The bar enclosed the ends of this great horseshoe; and there, between two arquebusiers of the king's guards, sat Lady Jane Seton.
Destitute of every ornament save an amber rosary, she was plainly attired in a deep-skirted and close-bodied dress of blue silk, with hanging sleeves, each of which, from the elbow, had three rows of broad lace; and beneath these, from elbow to wrist, her round white arms were bare. A simple angular cap, of that graceful fashion which we see in the old portraits of Anne Boleyn, covered her head. She was pale as death, and the plain braids of her dark, almost black-brown hair, made her seem paler still. She had become fearfully thin and hollow-cheeked, but the character of her beauty was rather increased than impaired by this attenuation.
There was an expression of intense sadness in her quiet and limpid eye, and of sorrow on her lip; but there were times when her eyes flashed and her lip quivered with surprise and contempt, or a cloud of horror would descend upon her brow at the various proceedings of this new court, and the bitter humiliation to which it subjected her. But now, nearly broken in spirit, crushed, and feeling that she was for ever degraded by the frightful accusation brought against her, in general she was careless of what was done, or said, or thought of her.
There was something antique in her beauty; but nothing could be softer, purer, or more delicate than its aspect.
In silence she heard the low muttered revilings and exclamations around her; when harassed by the stern questions of the hardhearted and the credulous, or confounded by their energy and ferocity, their determination and their sophistry, she became utterly silent, and sought to bend all her thoughts on inward prayer.

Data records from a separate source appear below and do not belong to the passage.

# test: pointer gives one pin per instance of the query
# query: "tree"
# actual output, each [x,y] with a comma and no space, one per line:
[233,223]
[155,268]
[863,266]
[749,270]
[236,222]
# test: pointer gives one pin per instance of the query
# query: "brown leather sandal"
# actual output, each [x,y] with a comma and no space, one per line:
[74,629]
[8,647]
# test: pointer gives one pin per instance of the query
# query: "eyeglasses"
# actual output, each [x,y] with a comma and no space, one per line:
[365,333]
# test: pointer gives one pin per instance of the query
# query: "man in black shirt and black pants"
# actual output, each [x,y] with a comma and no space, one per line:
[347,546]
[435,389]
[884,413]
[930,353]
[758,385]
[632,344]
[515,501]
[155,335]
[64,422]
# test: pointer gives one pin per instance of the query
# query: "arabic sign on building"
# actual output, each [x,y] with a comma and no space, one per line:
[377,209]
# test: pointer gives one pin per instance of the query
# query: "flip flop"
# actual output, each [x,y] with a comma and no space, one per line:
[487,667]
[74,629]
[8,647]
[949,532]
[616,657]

A maze was before her eyes, and amid the maze were fifteen scarlet spots, her fifteen judges; a confused murmur was in her ears, but amid that murmur she could hear the beating of her own heart. In its inner recesses there was but one thought—Roland; and her heart only shrunk when her chain rattled; for they had chained her.
She was a witch!.....
Many a familiar face was in the crowd, yet not one deigned to look on her with kindness or with friendship. The terrible accusation had frozen the hearts of all; thus she saw less perhaps of sorrow than of indignation in every face; while, generally, a silence the most profound reigned throughout the whole assembly.
In Scotland trials for sorcery were mere formalities; the same blind terror and insane credulity which brought forward the accusation and hurried on the decision, led at once to the frightful condemnation. When first indicted, Jane had some hope of mercy, and that her perfect innocence might avail her; for sorcery was then a new crime, and there were many who totally denied its existence; but the moment she entered the court, and looked on the faces of her judges, and saw that there were eight Hamiltons in the jury-box, she felt that her doom was written, and gave herself up for lost—as the majority of votes form the opinion of a Scottish jury.
The proceedings of the Supreme High Court of Justiciary in 1537, the year of its birth, were, in detail, widely different from what they are to-day; and such was its informality, that there was not one witness for the defence, the counsel for which based his arguments solely on the blameless life, the innocence, and conscious rectitude of the accused.